Além disso, é imprescindível certificar-se de para qual obra o equipamento será mobilizado e que papel exerce o locatário. No caso de um empreiteiro global de uma obra pública (Dnit, DER etc.) ou de uma sociedade de economia mista (Petrobras, Eletrobras etc.), é importante buscar informações sobre o andamento da obra: quando começou, qual é a previsão de entrega e o valor global da empreitada e quem é o engenheiro responsável perante o Conselho Regional de Engenharia e Agronomia (Crea).

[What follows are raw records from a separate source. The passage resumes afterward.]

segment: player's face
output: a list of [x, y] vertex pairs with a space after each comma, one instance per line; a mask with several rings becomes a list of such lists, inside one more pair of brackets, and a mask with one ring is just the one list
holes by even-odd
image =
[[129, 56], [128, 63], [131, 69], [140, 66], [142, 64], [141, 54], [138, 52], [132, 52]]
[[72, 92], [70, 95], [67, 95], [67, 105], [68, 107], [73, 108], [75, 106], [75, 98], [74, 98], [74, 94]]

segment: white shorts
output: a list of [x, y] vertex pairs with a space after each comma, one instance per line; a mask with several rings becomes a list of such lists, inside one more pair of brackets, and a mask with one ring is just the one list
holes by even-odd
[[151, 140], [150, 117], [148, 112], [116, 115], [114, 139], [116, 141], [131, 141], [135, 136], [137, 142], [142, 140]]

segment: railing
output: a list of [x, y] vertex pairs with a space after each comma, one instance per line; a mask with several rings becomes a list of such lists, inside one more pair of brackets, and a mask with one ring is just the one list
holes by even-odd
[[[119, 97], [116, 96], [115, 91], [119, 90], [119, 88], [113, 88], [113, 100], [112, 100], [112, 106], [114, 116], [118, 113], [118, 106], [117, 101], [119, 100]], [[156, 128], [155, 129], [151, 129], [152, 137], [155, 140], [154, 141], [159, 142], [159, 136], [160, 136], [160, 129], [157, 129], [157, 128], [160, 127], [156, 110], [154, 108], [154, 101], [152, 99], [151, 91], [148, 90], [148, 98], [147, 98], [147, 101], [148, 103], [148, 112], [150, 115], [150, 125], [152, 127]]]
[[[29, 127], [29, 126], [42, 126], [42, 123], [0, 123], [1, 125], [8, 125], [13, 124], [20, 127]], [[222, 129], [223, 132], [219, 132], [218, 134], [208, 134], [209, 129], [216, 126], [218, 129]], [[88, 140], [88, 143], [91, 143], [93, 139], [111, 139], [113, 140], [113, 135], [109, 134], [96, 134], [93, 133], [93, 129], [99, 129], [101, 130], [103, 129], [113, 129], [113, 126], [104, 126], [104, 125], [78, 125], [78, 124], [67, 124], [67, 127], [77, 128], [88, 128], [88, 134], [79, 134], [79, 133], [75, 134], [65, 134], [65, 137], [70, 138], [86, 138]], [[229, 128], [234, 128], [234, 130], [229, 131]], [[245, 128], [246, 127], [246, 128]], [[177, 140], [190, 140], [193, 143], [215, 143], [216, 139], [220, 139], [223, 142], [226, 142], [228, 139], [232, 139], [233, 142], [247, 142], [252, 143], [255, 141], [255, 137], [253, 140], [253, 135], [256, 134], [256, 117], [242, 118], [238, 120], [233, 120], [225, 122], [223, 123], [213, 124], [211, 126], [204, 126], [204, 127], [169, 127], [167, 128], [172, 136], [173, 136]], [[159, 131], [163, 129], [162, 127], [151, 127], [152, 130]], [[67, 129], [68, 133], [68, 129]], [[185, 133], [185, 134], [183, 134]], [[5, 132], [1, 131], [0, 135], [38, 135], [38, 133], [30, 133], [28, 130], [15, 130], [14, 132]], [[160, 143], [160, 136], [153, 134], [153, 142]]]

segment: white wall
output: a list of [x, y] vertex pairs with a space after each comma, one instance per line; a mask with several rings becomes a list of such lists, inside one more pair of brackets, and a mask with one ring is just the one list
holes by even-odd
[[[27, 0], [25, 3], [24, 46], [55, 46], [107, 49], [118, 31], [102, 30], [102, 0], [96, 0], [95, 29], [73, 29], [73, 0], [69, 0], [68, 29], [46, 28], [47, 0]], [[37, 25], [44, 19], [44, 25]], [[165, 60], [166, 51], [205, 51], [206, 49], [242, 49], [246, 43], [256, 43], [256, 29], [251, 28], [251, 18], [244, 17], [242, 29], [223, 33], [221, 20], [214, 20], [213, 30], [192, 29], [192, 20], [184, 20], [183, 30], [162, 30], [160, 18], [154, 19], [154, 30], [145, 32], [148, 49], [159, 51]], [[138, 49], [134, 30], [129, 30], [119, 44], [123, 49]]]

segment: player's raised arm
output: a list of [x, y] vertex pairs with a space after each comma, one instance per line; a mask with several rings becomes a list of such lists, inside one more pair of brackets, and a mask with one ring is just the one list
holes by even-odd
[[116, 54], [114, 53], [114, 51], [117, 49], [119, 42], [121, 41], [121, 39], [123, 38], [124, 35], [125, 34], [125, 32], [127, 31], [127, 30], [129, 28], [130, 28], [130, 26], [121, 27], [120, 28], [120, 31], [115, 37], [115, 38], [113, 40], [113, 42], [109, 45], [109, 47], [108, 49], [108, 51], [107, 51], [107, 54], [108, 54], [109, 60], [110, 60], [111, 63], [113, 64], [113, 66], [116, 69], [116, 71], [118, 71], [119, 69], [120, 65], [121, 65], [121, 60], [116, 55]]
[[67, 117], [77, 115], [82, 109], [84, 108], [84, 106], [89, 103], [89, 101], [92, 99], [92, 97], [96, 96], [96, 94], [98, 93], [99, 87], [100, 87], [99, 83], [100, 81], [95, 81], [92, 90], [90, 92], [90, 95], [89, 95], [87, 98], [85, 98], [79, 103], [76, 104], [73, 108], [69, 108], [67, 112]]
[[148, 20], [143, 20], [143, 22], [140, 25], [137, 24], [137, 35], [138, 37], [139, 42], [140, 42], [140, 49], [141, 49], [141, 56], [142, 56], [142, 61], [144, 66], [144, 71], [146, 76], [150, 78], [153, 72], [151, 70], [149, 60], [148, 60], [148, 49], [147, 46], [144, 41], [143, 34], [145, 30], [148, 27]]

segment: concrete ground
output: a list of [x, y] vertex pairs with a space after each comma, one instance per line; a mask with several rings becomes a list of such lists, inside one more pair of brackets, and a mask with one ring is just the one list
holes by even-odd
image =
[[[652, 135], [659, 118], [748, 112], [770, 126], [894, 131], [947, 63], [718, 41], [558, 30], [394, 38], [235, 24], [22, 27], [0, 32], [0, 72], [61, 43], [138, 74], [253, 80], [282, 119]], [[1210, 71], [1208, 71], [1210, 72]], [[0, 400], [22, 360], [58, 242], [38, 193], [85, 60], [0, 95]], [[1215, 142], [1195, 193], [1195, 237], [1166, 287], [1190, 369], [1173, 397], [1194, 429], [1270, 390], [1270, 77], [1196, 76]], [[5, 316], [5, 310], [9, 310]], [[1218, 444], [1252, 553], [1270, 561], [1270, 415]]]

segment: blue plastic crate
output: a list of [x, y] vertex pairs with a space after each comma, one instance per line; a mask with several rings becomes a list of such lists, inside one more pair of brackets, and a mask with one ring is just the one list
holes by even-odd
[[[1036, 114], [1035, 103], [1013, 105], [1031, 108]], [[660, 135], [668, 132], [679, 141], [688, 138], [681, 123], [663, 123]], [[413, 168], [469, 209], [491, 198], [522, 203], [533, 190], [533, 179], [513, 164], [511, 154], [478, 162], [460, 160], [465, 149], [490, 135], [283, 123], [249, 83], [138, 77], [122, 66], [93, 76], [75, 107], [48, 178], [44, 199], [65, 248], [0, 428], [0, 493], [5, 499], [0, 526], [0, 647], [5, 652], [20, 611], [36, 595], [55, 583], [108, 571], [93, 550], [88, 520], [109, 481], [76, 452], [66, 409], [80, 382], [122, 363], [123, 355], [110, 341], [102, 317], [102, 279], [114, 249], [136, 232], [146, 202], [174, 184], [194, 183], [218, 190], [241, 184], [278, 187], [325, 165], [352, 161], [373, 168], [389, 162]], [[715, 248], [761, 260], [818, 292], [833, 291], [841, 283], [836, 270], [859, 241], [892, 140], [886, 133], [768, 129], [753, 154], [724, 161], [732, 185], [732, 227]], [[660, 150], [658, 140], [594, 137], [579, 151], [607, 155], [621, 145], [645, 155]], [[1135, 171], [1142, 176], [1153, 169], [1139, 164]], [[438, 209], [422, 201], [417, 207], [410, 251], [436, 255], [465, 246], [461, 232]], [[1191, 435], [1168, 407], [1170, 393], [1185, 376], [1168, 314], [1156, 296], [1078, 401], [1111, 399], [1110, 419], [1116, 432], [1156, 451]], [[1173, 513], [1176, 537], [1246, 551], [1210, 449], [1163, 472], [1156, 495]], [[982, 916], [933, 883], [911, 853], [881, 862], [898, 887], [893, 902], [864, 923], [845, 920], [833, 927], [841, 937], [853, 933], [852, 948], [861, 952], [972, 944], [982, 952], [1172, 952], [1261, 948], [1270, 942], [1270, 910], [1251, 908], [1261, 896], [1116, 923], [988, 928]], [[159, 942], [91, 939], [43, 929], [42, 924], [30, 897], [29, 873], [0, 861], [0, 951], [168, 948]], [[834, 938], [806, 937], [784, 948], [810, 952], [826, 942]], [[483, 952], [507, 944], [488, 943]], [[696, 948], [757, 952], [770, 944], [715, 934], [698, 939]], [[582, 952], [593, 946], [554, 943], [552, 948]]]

Antes de fechar o contrato, é importante questionar previamente quais são os critérios de medição, a forma e o prazo de pagamento, a existência de sistemas de integração de custos para acolhimento de notas fiscais eletrônicas (NF-e) e, acima de tudo, a carga tributária.

Em relação à tributação, há leis que visam à redução de alguns encargos. Essas regras devem ser lidas e aplicadas ao contrato antes que ele seja fechado.

Como as obras estão sujeitas a inúmeros fatores que podem atrasar sua entrega, o contrato deve prever regras claras do valor a ser pago pelo tempo excedente, tratar da possibilidade de retirada dos equipamentos depois de certo tempo e também definir as penalidades que possam mitigar os efeitos sobre eventuais sanções e encargos em outros contratos.